1. The Gentle Start-Up Intervention
Purpose: Replace criticism with a soft, effective opening to conflict.
Intervention:
Teach the “I feel… about… and I need…” formula.
Role-play a current conflict using gentle start-up.
Homework: Each partner practices 3 gentle start-ups during the week and reflects.
Example Prompt:
“I feel overwhelmed when the kitchen is messy after work.
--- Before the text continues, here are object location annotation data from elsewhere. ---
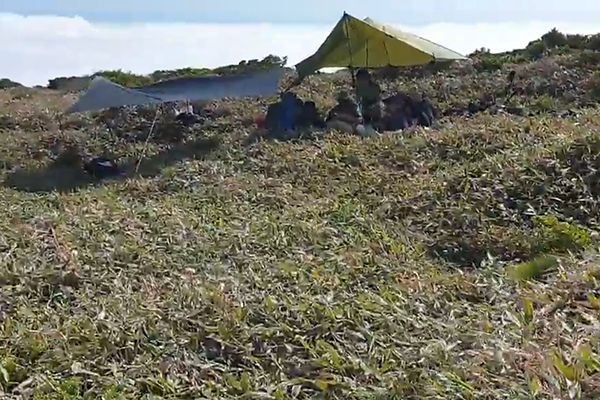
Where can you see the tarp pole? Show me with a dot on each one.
(351, 66)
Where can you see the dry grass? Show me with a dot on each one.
(412, 265)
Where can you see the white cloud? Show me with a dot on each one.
(44, 47)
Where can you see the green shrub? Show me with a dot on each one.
(554, 39)
(490, 63)
(8, 84)
(543, 104)
(577, 41)
(589, 58)
(593, 42)
(536, 49)
(533, 269)
(560, 237)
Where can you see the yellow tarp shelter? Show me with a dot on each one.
(356, 43)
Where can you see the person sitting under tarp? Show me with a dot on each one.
(186, 116)
(403, 111)
(345, 116)
(369, 95)
(285, 117)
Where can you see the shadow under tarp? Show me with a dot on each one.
(104, 94)
(63, 178)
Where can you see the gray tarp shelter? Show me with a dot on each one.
(103, 93)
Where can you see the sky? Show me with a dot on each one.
(74, 37)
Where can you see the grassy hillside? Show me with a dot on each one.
(459, 262)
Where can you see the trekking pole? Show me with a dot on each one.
(147, 142)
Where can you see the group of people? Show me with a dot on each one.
(369, 113)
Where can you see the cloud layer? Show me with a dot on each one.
(45, 47)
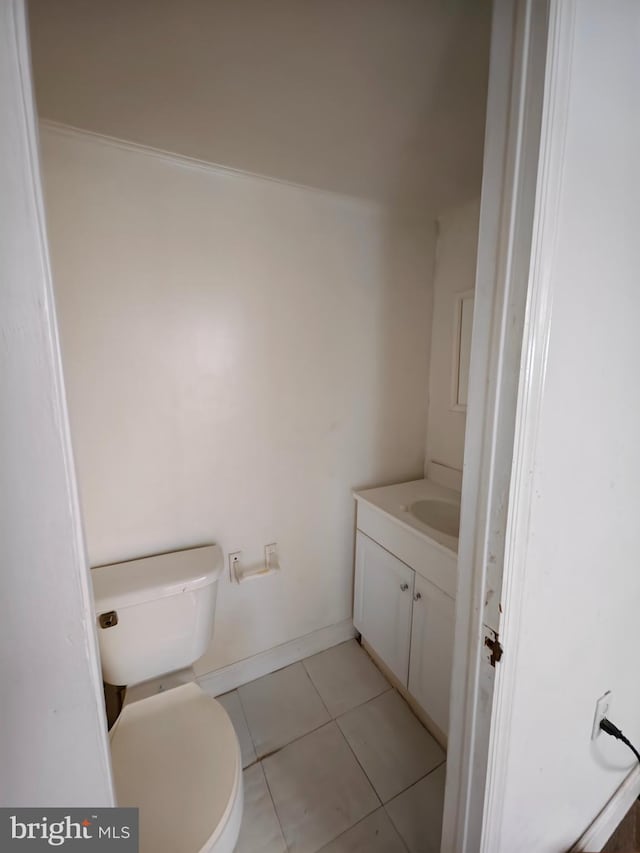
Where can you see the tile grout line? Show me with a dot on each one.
(246, 722)
(384, 805)
(273, 803)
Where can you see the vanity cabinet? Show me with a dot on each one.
(432, 627)
(383, 604)
(409, 624)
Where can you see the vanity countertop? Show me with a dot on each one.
(396, 500)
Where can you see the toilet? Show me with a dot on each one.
(174, 750)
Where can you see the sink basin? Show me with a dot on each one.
(439, 515)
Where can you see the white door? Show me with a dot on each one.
(53, 737)
(432, 651)
(570, 627)
(382, 606)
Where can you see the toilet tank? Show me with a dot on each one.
(155, 615)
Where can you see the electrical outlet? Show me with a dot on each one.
(234, 564)
(271, 556)
(602, 709)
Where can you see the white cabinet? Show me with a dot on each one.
(432, 630)
(409, 623)
(383, 603)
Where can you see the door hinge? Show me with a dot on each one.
(493, 643)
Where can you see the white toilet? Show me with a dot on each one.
(174, 750)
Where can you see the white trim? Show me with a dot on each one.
(516, 76)
(458, 303)
(236, 674)
(533, 371)
(445, 475)
(606, 823)
(183, 161)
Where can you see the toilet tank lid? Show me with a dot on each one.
(135, 581)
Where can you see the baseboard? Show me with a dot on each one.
(606, 823)
(229, 677)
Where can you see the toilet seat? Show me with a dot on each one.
(176, 757)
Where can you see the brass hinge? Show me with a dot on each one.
(493, 643)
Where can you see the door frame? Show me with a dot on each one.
(503, 346)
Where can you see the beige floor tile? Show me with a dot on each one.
(260, 831)
(281, 707)
(318, 789)
(374, 834)
(390, 743)
(417, 813)
(345, 677)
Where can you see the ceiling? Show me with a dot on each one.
(381, 99)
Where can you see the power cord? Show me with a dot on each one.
(608, 727)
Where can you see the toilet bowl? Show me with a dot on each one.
(174, 751)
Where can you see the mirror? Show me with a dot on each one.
(463, 322)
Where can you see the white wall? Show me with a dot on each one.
(572, 629)
(53, 737)
(239, 355)
(455, 272)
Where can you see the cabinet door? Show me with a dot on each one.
(432, 651)
(382, 605)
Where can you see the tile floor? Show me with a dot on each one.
(335, 761)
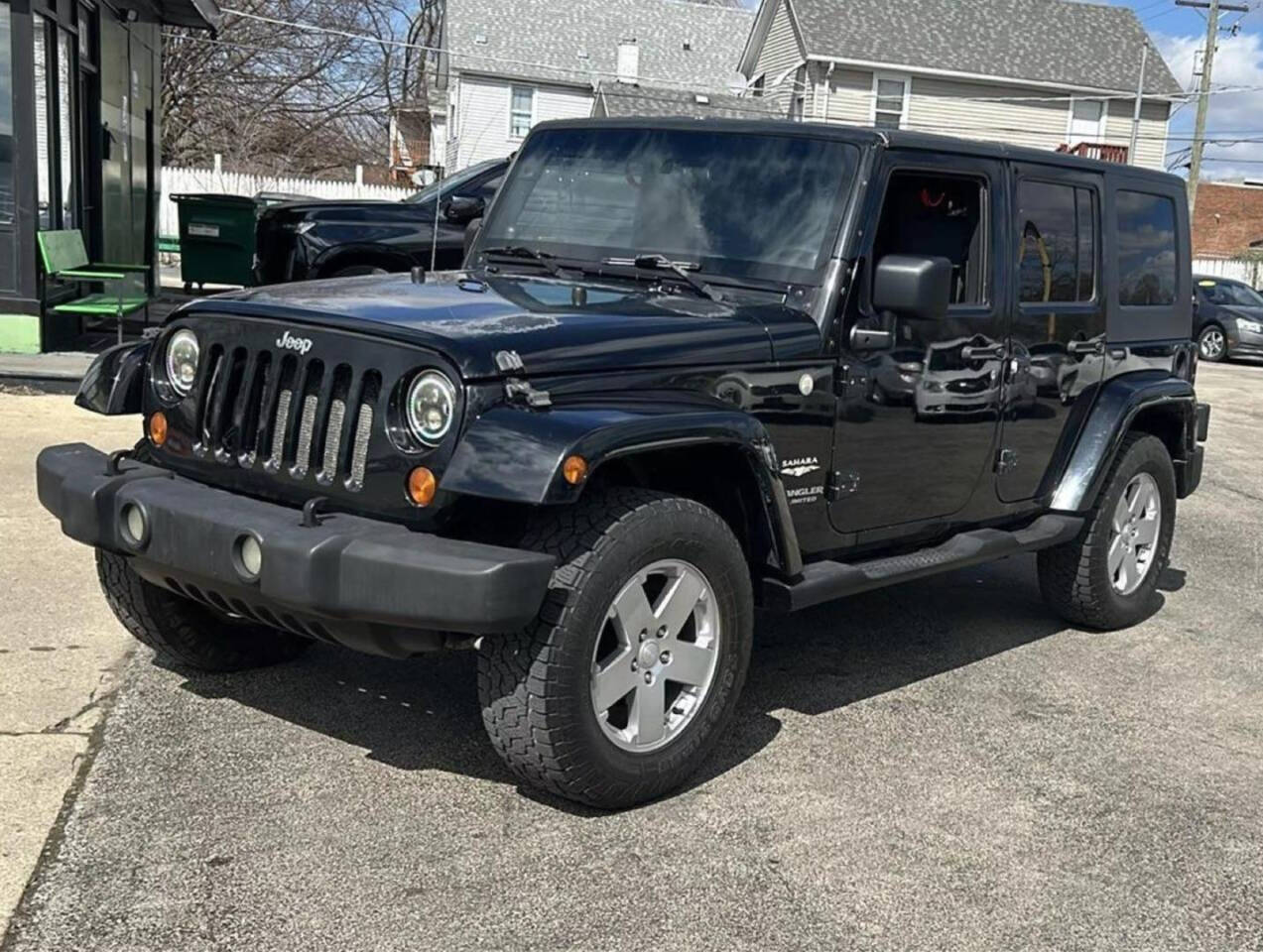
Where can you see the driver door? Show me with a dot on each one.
(917, 419)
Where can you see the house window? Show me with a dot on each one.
(43, 114)
(1146, 249)
(522, 112)
(629, 60)
(889, 101)
(7, 140)
(1058, 257)
(1086, 121)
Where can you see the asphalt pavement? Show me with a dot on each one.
(938, 766)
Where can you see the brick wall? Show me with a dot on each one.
(1227, 218)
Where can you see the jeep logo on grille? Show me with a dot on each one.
(288, 342)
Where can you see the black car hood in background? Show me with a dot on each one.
(470, 321)
(1241, 310)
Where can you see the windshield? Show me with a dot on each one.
(1229, 294)
(746, 206)
(444, 187)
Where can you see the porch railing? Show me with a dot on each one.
(1101, 152)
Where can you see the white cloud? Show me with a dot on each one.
(1238, 62)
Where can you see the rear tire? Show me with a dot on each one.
(1080, 580)
(185, 632)
(540, 687)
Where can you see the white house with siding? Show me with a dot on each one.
(510, 63)
(1046, 73)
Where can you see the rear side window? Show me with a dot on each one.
(1058, 255)
(1146, 249)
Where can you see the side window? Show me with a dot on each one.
(1147, 272)
(939, 216)
(1058, 252)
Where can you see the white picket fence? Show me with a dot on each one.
(1243, 269)
(184, 180)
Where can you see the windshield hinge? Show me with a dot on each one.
(522, 392)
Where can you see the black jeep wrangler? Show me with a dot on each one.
(691, 369)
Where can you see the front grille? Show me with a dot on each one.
(970, 385)
(287, 416)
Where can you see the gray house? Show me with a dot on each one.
(1047, 73)
(512, 63)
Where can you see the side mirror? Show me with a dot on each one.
(912, 288)
(462, 209)
(471, 232)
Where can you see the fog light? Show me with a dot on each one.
(249, 557)
(158, 428)
(133, 523)
(422, 486)
(574, 470)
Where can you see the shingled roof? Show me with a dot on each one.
(576, 42)
(619, 100)
(1076, 45)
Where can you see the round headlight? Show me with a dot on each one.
(431, 407)
(182, 356)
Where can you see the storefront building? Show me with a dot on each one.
(79, 144)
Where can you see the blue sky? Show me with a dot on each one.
(1180, 33)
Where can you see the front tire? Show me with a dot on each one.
(633, 668)
(1212, 343)
(185, 632)
(1108, 577)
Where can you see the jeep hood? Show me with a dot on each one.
(555, 326)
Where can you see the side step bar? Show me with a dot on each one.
(824, 581)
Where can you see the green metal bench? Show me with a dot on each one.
(64, 259)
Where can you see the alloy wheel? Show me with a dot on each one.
(1212, 343)
(1134, 533)
(656, 656)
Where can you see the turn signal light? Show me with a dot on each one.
(158, 428)
(422, 486)
(574, 470)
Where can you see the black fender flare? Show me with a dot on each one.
(1115, 411)
(516, 454)
(114, 382)
(332, 258)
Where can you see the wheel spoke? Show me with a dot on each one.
(1116, 550)
(1147, 532)
(1139, 500)
(632, 614)
(677, 602)
(613, 682)
(690, 663)
(647, 720)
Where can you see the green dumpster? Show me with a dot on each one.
(216, 239)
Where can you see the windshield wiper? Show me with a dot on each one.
(542, 258)
(661, 263)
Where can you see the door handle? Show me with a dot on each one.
(1086, 347)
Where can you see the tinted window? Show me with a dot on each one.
(1146, 249)
(1058, 257)
(759, 206)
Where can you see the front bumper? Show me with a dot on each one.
(370, 585)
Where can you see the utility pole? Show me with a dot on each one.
(1199, 133)
(1139, 98)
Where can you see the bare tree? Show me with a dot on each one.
(278, 98)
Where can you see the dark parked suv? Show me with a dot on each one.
(337, 239)
(1229, 318)
(661, 394)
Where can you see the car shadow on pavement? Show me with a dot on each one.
(424, 714)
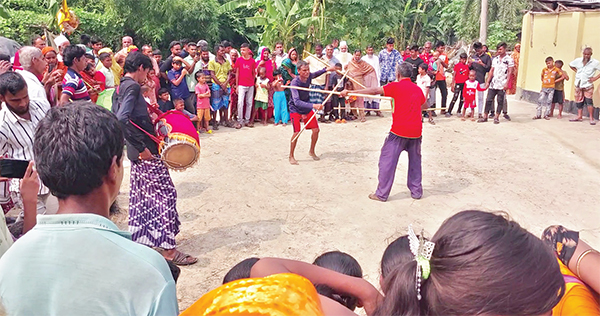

I need some help with tidying up in the evenings.”
2. Four Horsemen Self-Assessment & Antidote Practice
Purpose: Increase awareness of destructive communication patterns and apply their antidotes.
Intervention:
Have each partner identify which Horsemen they use most often.
Introduce the antidotes and have them role-play replacements.
Create an “Antidote Action Plan” together.
Example:
Criticism → Gentle Start-Up
Contempt → Appreciation Journal (each writes one appreciation daily for a week)
3. Conflict Recovery Checklist
Purpose: Provide a structured way to repair and reconnect after arguments.
Intervention:
Give clients a Gottman “Aftermath of a Fight” worksheet (or use your own version).
Guide them through each part in session:
What triggered you?
What were your needs and feelings?
What could have helped?
What repair attempts worked or didn’t?
Homework: Use the checklist together after their next disagreement.
4. Stop the Flooding Protocol
Purpose: Prevent escalation and teach physiological self-soothing.
Intervention:
Explain flooding and identify personal signs (heart racing, shutting down, pacing, etc.).
Create a “Time-Out Agreement” with a pre-decided signal (e.g., “I need 20 minutes”).
Practice relaxation techniques in session (guided breathing, grounding).
Homework: Try the protocol once before the next session and journal about how it went.
5. The Dreams Within Conflict Exercise
Purpose: Move from gridlock to understanding by exploring underlying dreams, values, and fears.
Intervention:
Choose a stuck perpetual issue.
Use prompts to uncover deeper meanings:
“What does this mean to you?”
“What values are tied to this?”
“What’s at stake for you?”
Validate each partner’s dreams without rushing to problem-solve.
Tool: Gottman card deck or worksheet: Dreams Within Conflict Dialogue.
6. Bid Awareness and Turning Toward Practice
Purpose: Build emotional connection and reduce unnecessary conflict.
Intervention:
Teach what a “bid” looks like (verbal and nonverbal).
Ask each partner to observe and log 3 bids/day from their partner.
Practice responding with “turning toward” behaviors in session.
Homework: Share daily appreciations + log successful bid responses.
7. Repair Attempt Menu
Purpose: Make repair attempts visible, accessible, and practiced.
Intervention:
Collaboratively create a “Repair Attempt Menu” (e.g., “I need a break,” “That came out wrong,” “Let’s reset”).
Practice using 3 repair phrases in mock conflict.
Hang the menu on the fridge at home.